Smearing Slowhand: Rolling Stone’s Sleazy Hit on Anti-Vax Guitar Hero

October 11th, 2021 2:52 PM

For Eric Clapton, all it took to go from rock legend to canceled was to rebel against the establishment. And the establishment’s enforcer is Rolling Stone magazine.

When it’s not publishing lies about college rapes and hicks swallowing horse medicine the once-cooler than you’ll ever be chronicle of counterculture is cracking heads for Biden and Boris. Clapton had a bad experience with one of the vaccines, and he’s using his platform to warn people about it. 

Bad idea. Rolling Stone has archives, and they’re not afraid to use them. In an article titled, “Eric Clapton Isn't Just Spouting Vaccine Nonsense—He's Bankrolling It,” Rolling Stone couldn’t simply disagree with Slowhand, explain why he’s wrong and that his fans should be skeptical about his claims. No, the Blues Breakers, Cream, Derek & the Dominoes guitarist must be punished.

During a 1976 concert in England, Clapton said some impolitic things about immigration to Britain and used what Rolling Stone calls “offensive slurs.” Did I mention this was back in 1976?

Clapton long ago apologized and blamed it on his drinking. Which seems kind of reasonable, and given that the incident was in 1976 … Hah! Rolling Stone anticipated your weak-willed forgiveness and found somebody who was at that concert 46 years ago to tell you what a bad guy EC really is. “Drink just makes you tell the truth too loud at the wrong time to the wrong people,” according to English Beat founder Dave Wakeling, who was there in 1976.

Related: Guitar Legend Eric Clapton Refusing to Play Venues with Vaccine Requirements

And Clapton who “spent a lifetime appropriating black music,” said some “stomach-churning” things back in a 1968 interview. Explaining British audience reaction to his friend Jimi Hendrix, he said “Everybody and his brother in England still sort of think that spades have big dicks. And Jimi came over and exploited that to the limit, the fucking tee. Everybody fell for it.”
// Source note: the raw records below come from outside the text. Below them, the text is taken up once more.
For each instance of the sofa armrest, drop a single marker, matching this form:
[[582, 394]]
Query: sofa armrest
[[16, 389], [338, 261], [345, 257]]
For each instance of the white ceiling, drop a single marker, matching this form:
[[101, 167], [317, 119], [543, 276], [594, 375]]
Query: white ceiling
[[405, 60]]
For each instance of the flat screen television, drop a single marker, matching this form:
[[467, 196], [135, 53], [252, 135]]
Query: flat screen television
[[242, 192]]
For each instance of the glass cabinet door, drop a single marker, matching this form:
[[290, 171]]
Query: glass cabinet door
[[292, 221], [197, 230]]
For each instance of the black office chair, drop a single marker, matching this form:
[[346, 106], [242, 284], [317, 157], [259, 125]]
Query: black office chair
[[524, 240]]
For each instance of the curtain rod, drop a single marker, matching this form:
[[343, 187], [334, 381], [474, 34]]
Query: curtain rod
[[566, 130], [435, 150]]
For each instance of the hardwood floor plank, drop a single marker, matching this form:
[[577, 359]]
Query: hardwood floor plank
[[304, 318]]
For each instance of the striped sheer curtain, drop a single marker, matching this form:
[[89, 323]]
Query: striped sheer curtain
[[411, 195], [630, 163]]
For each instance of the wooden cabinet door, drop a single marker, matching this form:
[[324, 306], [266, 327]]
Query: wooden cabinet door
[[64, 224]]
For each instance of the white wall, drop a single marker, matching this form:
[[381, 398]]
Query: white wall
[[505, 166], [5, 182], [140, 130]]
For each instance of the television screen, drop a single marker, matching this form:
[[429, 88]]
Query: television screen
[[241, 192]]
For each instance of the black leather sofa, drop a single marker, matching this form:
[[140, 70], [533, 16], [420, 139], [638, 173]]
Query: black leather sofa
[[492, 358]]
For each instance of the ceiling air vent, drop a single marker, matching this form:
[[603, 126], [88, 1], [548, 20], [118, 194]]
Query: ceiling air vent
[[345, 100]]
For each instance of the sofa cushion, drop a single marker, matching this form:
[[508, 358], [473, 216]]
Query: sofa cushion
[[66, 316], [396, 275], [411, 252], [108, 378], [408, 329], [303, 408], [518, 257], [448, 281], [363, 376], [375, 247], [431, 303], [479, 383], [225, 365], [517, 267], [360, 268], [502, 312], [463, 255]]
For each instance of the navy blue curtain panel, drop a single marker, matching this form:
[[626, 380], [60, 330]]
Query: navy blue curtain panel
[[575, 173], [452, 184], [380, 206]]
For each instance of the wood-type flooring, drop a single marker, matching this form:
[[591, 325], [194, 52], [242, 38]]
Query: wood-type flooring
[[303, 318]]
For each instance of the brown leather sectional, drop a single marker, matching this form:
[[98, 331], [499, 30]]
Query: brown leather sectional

Well, consider my stomach churned. Clapton used a common (at the time) racial epithet and explained what he thought English people thought. Not very classy, maybe not very smart, but acceptable in a different time and context. Anybody who’s read rock journalism from the 60s and 70s knows musicians and the people interviewing them spoke very differently than they do today.

But that doesn’t matter to the current gang of propagandists at Rolling Stone. All they know is Clapton stepped out of the vaccine line and their job is to make sure everyone knows he’s one of those MAGA-hatted, science-denying racists.